Trump Says Homes Should Get Pricier, but Buying Should Get Easier. Do Any of His Proposals Support That?

In a Cabinet meeting last week, President Donald Trump emphasized that while he wants to make homebuying more accessible to Americans, he doesn’t want it to come at the cost of existing homeowners who have seen their equity skyrocket.

“Existing housing, people that own their homes, we’re going to keep them wealthy,” Trump said. “We’re going to keep those prices up. We’re not going to destroy the value of their homes so that somebody who didn’t work very hard can buy a home.”

His remarks come after a monthslong affordability push, in which his administration has floated a grab bag of ideas, including portable mortgages, 50-year terms, banning institutional investors, and even loosening rules around tapping retirement funds for down payments—an idea Trump has publicly signaled skepticism about. 

It’s also landing as the latest Flow of Funds data from the Federal Reserve shows household real estate values slipping from record highs in the third quarter of 2025. The total value of household real estate shed $361 billion, and owners’ equity as a share ticked down to 71.6%, a slight decline from the 72% of the second quarter of 2025.

“I don’t want to drive housing prices down. I want to drive housing prices up for people that own their homes,” Trump said. “And they can be assured that’s what’s going to happen.”

The needle the president is trying to thread is a difficult one: Make homes easier to buy without bringing prices down or turning a rate drop into another price surge that prices even more buyers out. It’s not impossible, but it would require a rare combination of market conditions.

The White House bets on lower rates as the affordability lever in 2026

In his most recent push, the president is framing affordability less as a question of sticker price and more as a question of what buyers can carry each month.

That means betting on borrowing costs, not home values. And even under the administration’s own baseline, prices aren’t expected to give buyers much breathing room in 2026.

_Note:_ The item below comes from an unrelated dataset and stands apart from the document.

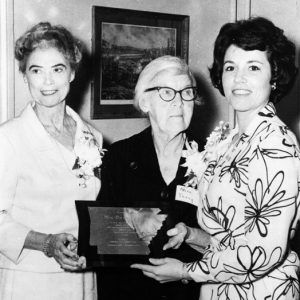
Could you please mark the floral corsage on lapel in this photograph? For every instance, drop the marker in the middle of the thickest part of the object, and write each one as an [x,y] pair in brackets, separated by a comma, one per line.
[89,157]
[198,163]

Realtor.com® forecasts home prices rising 2.2% this year, while mortgage rates are projected to average about 6.3%. It’s a lose-lose for current homeowners who got used to seeing more sizable price gains every year and for hopeful buyers who still can’t afford to break into the market.

The relief scenario the White House is effectively selling, then, is one where prices accelerate up but monthly payments stop getting worse, or at least ease at the margin.

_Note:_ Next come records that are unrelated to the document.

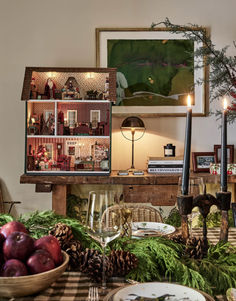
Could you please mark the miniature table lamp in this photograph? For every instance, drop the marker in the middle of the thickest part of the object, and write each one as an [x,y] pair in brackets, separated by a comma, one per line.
[132,124]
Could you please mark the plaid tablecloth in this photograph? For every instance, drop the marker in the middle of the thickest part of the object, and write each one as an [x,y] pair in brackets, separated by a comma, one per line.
[73,286]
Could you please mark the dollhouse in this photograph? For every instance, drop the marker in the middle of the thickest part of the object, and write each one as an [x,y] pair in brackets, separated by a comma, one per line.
[68,120]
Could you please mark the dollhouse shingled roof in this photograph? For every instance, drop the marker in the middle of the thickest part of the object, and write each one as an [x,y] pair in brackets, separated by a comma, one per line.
[29,71]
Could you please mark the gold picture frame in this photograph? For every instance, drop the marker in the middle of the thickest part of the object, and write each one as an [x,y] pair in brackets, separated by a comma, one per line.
[104,39]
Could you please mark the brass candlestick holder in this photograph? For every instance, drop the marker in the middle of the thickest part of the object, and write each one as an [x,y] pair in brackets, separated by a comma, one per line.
[204,202]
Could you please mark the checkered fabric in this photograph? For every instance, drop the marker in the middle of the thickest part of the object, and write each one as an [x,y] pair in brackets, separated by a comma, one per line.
[73,286]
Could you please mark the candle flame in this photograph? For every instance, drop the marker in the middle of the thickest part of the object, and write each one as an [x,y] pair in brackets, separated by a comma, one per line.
[225,104]
[189,101]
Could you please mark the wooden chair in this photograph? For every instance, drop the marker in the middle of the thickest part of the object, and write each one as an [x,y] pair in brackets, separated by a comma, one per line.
[140,212]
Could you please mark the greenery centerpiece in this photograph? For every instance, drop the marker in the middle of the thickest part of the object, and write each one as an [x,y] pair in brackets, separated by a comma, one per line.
[158,258]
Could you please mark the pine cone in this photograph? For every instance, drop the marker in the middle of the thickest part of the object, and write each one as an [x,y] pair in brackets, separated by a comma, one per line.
[196,248]
[122,262]
[91,263]
[95,268]
[63,234]
[73,249]
[84,257]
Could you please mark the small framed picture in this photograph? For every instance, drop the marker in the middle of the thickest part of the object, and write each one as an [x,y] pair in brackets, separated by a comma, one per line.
[230,153]
[202,161]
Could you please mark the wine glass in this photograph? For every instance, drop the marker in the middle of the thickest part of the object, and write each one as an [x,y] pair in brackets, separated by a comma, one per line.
[196,187]
[103,222]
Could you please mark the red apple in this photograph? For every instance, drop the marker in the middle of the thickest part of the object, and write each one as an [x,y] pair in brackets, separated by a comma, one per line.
[11,227]
[14,268]
[50,244]
[18,245]
[40,261]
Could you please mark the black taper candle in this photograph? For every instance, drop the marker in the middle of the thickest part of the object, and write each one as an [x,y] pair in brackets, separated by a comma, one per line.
[187,151]
[223,167]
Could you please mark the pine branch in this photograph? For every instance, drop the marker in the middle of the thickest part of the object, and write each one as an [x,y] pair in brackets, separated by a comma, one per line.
[222,73]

“We’re going to get interest rates down. But I want to protect the people who, for the first time in their lives, feel good about themselves,” Trump said. “They feel like, you know, that they’re wealthy people.”

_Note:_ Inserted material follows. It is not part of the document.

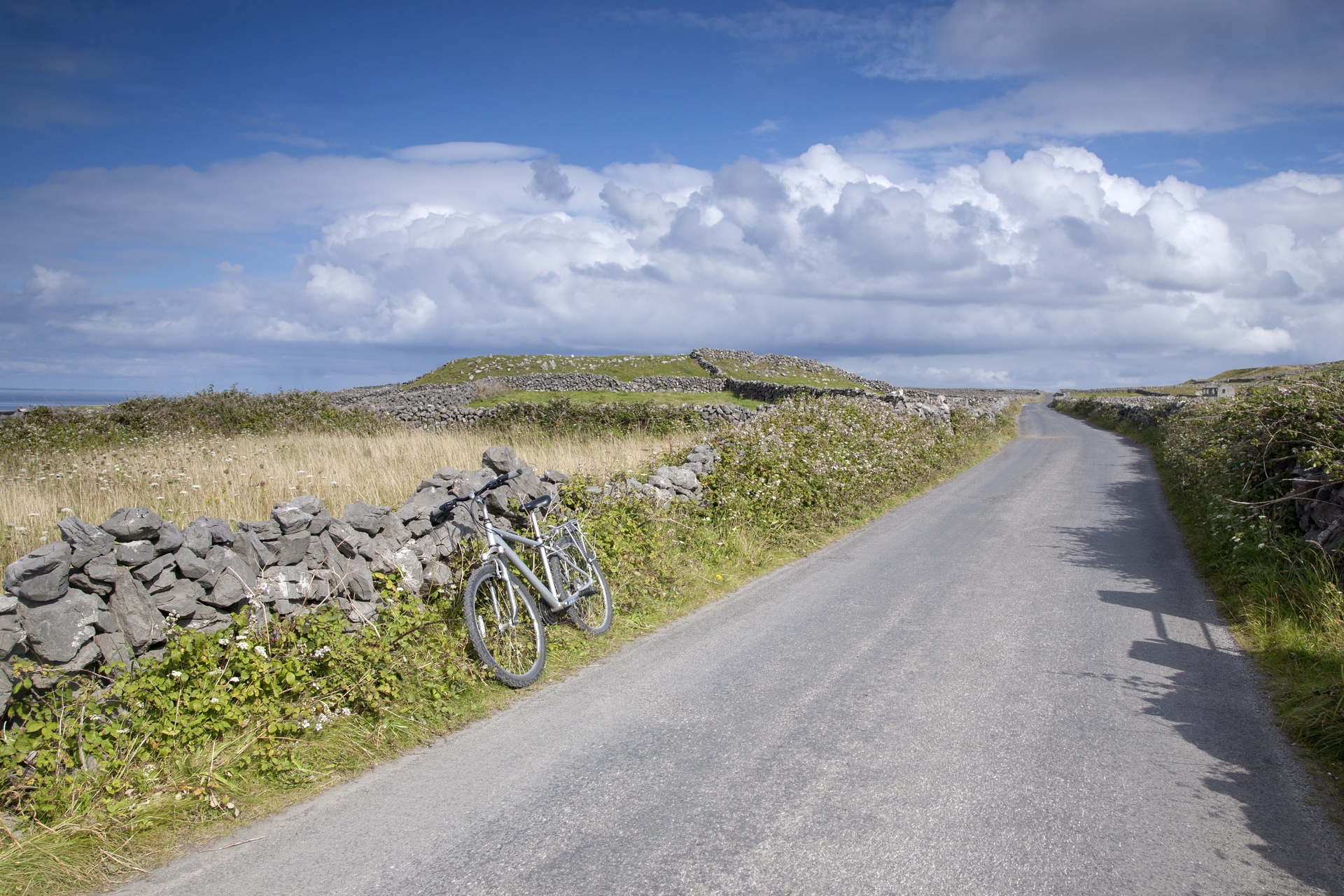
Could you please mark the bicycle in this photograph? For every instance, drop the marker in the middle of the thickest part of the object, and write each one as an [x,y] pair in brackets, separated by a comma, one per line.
[504,621]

To try to force that outcome, Trump has directed Fannie Mae and Freddie Mac to purchase $200 billion of mortgage-backed securities. 

“This will drive Mortgage Rates DOWN, monthly payments DOWN, and make the cost of owning a home more affordable,” Trump promised on his Truth Social platform.

But it’s unclear how much of a dent a $200 billion purchase can make in the estimated $12 trillion market for U.S. mortgage bonds. As of the end of January, mortgage rates have held relatively steady in the low 6% range—still high enough to keep many buyers priced out and sellers locked in to their ultralow rates.

At the same time, Trump has intensified his pressure campaign around Federal Reserve leadership, targeting Chair Jerome Powell, whom he views as keeping rates unnecessarily high. Last week, he announced Kevin Warsh as his pick to succeed Powell when Powell’s term ends in May 2026. 

Despite his reputation as a hawk, Warsh has advocated for lowering short-term rates because he believes there’s more runway than the current Fed can see.

But can it work?

On paper, the “rates down, buying easier” logic is straightforward: Lower borrowing costs reduce monthly payments and widen the pool of qualified buyers. And it can work under the right conditions, says Hannah Jones, senior economic research analyst at Realtor.com.

“It is possible for lower mortgage rates to make homes easier to buy without simply driving prices higher, but only under specific conditions,” she explains. “That requires rates not being fully capitalized into prices, which typically means more housing supply, weaker demand, and/or faster income growth.”

The problem is that the current housing market isn’t working with those ingredients. The most recent estimates show the U.S. is short roughly 4 million homes—a gap so deep that even modest rate relief can ignite buyer demand far faster than supply can respond. That imbalance tends to push any savings on buying costs into bidding wars rather than affordability gains.

“In a tight-supply market, falling rates mostly translate into greater bidding power, pushing prices higher rather than delivering lasting affordability gains,” adds Jones.

So rate cuts might make homes seem more affordable, but only if something else absorbs the shock. That could be more homes coming to market, softer demand, or stronger wage growth. Without that cushion, affordability becomes a moving target.

To understand the calculus, Jones points to the period of falling interest rates in 2020 and 2021, which coincided with short supply and a run-up in prices.

“Homeownership did rise during that period as low borrowing costs expanded access, but progress has since stalled as high prices and elevated rates returned. In general, lower rates boost transaction volume first, and homeownership rises only if supply keeps price growth in check,” she says.

Still, there are times when it’s worked and home prices have risen alongside affordability.

“There have been periods, most notably in the early 2010s recovery, when prices rose while affordability improved, driven by depressed starting prices and recovering incomes,” Jones says. 

But that’s not today’s environment, she emphasizes. Home prices are near historic highs, we’re still an estimated seven years off from closing the housing gap, and incomes continue to trail inflation. 

“Without stronger income growth or a meaningful increase in supply, lower rates are more likely to fuel prices than sustainably improve affordability, especially for first-time buyers,” Jones says.